Helicopter parenting instills a set of bad attitudes in kids. They grow up with great expectations of success, unrelated to how much time or energy they invest, and they feel deserving of preferential treatment – neither of which go over well with their colleagues or bosses.
In a job interview, prospective employers might be put off by the overly-entitled attitude of a young person, or be alarmed by their lack of basic skills.
The young person’s general aura of ignorance and incompetence, combined with expectations of immediate and substantial rewards unrelated to performance are likely to be the kiss of death in any interview for a good position.
When parents decide to accompany their 20-something offspring to a job interview, it undermines any confidence a potential employer might have in this potential employee. “Why,” the employer might ask themselves, “would a job-seeker need to bring their Mommy or Daddy along on an interview, unless this young person was more child than adult?”
Even in smaller ways, helicopter parents cripple their kids. The adult child of helicopter parents will take their coffee break and then walk out of the break room, not having cleaned up their mess or washed out their cup. You can see how this will foster resentment among their colleagues.
These young people expect “someone” to clean up after them, in the same way that their mess was always cleaned up when they were kids. They don’t see that there’s no-one following them around anymore, cleaning up their messes, whether physical, interpersonal or professional.

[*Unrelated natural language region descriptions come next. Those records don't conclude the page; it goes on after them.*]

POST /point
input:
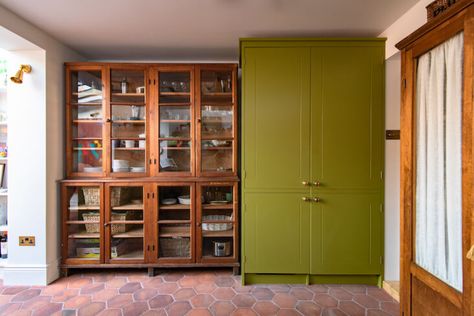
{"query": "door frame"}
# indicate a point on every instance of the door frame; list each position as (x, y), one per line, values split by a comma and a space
(423, 40)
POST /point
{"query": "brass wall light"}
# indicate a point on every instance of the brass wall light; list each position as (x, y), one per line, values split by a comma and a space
(18, 78)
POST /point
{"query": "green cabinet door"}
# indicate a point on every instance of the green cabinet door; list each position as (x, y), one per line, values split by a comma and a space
(275, 233)
(276, 118)
(347, 116)
(346, 234)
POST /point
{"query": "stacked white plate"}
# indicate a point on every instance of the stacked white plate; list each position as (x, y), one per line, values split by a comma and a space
(119, 165)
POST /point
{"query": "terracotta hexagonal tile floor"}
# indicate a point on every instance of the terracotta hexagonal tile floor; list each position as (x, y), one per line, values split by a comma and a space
(188, 292)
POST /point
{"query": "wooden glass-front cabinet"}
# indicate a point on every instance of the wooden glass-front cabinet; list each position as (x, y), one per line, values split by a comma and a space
(151, 165)
(132, 120)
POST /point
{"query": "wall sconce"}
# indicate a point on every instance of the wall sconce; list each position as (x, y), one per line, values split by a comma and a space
(18, 78)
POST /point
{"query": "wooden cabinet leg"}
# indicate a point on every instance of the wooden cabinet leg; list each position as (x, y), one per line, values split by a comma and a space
(151, 272)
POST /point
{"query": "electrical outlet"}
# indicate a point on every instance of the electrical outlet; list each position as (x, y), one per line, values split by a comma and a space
(27, 241)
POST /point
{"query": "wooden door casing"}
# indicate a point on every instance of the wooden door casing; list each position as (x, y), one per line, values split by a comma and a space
(421, 292)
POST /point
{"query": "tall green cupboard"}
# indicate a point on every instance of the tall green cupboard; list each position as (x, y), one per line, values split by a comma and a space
(312, 160)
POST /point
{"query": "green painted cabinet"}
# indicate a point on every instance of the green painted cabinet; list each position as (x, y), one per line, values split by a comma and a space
(312, 159)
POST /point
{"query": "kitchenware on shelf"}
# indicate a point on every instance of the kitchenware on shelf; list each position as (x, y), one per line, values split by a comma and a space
(92, 169)
(216, 226)
(137, 169)
(129, 144)
(184, 199)
(170, 201)
(222, 248)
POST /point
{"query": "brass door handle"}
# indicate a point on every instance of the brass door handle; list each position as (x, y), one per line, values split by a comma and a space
(470, 253)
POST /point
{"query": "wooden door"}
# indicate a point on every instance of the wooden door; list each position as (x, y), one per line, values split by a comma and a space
(424, 290)
(217, 222)
(125, 218)
(276, 233)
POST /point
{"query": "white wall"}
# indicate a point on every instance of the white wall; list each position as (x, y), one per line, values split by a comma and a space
(37, 114)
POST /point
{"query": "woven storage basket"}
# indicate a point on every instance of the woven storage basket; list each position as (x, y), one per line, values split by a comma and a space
(95, 227)
(437, 7)
(174, 247)
(91, 196)
(216, 226)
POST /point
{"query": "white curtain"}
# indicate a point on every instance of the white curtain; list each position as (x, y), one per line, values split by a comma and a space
(438, 242)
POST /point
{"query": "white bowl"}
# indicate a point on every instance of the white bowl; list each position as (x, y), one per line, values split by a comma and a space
(184, 199)
(92, 169)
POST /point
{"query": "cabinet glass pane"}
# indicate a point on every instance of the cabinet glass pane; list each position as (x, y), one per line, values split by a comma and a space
(126, 223)
(174, 222)
(128, 86)
(86, 118)
(216, 86)
(217, 155)
(175, 87)
(83, 222)
(217, 121)
(217, 221)
(128, 146)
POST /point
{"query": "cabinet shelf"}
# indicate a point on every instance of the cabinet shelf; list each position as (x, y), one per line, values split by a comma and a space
(134, 233)
(175, 207)
(128, 207)
(84, 235)
(84, 208)
(130, 94)
(224, 233)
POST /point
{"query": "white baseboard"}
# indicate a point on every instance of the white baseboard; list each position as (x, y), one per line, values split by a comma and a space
(35, 274)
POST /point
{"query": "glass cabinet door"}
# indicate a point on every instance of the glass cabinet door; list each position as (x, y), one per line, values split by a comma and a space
(85, 117)
(125, 223)
(175, 218)
(175, 122)
(217, 117)
(217, 222)
(82, 224)
(128, 122)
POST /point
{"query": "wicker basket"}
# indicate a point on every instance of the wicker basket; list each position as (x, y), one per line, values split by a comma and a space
(95, 227)
(216, 226)
(174, 247)
(437, 7)
(91, 196)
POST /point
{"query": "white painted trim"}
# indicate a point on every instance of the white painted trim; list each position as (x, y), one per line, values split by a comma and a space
(30, 274)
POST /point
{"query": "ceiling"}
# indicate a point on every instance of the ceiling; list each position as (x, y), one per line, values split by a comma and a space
(198, 29)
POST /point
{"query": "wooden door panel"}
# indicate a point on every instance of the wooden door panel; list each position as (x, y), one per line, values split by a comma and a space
(347, 116)
(346, 234)
(276, 118)
(276, 233)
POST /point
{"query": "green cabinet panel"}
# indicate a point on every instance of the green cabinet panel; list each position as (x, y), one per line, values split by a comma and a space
(346, 234)
(276, 233)
(276, 118)
(347, 116)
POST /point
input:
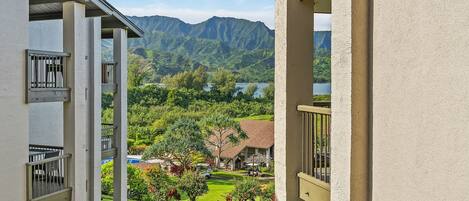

In a WebPsychology article by Barb Nefer, “millennials are getting hit hard by depression. One in five young workers has experienced on-the-job depression, compared to only 16 percent of Gen X’ers and Baby Boomers.”
Nefer goes on to say that according to “a white paper from Bensinger, DuPont & Associates, millennials have impaired functioning on the job and higher rates of absenteeism, as well as more conflict and incidents of getting written up,” all of which “can impede job performance.”
According to an article by Brooke Donatone in the Washington Post, a 2013 entry in the “Journal of Child and Family Studies found that college students who experienced helicopter parenting reported higher levels of depression.”
The Washington Post article goes on to say that “intrusive parenting interferes with the development of autonomy and competence. So helicopter parenting leads to increased dependence and decreased ability to complete tasks without parental supervision.”
It’s clear from the above articles that helicopter parenting is contributing to a growing rate of depression among young people as well as an inability to function optimally in the workplace.
If you’re a parent who wants your children to have career success as adults, you need to be aware of any tendencies toward helicopter parenting in yourself and your co-parent.
Loving your child means guiding them, protecting them and supporting them. It doesn’t mean smothering them, over-protecting them or doing so much for them that they never learn to think on their feet, cope with challenges or deal with disappointment and failure.
The most loving thing you can do as a parent is take a step back and let your child fall down, flail about and figure things out on her own. Sometimes the best way to “be there” for your kid is not to be there for them. This is how you enable them to develop confidence, competence, self-worth and emotional intelligence.
Young people today need parents who support them in becoming functioning adults. This means less hovering and bubble-wrapping of kids and more empowering them to do things for themselves, figure things out for themselves and learn how to cope with difficulties, all by themselves.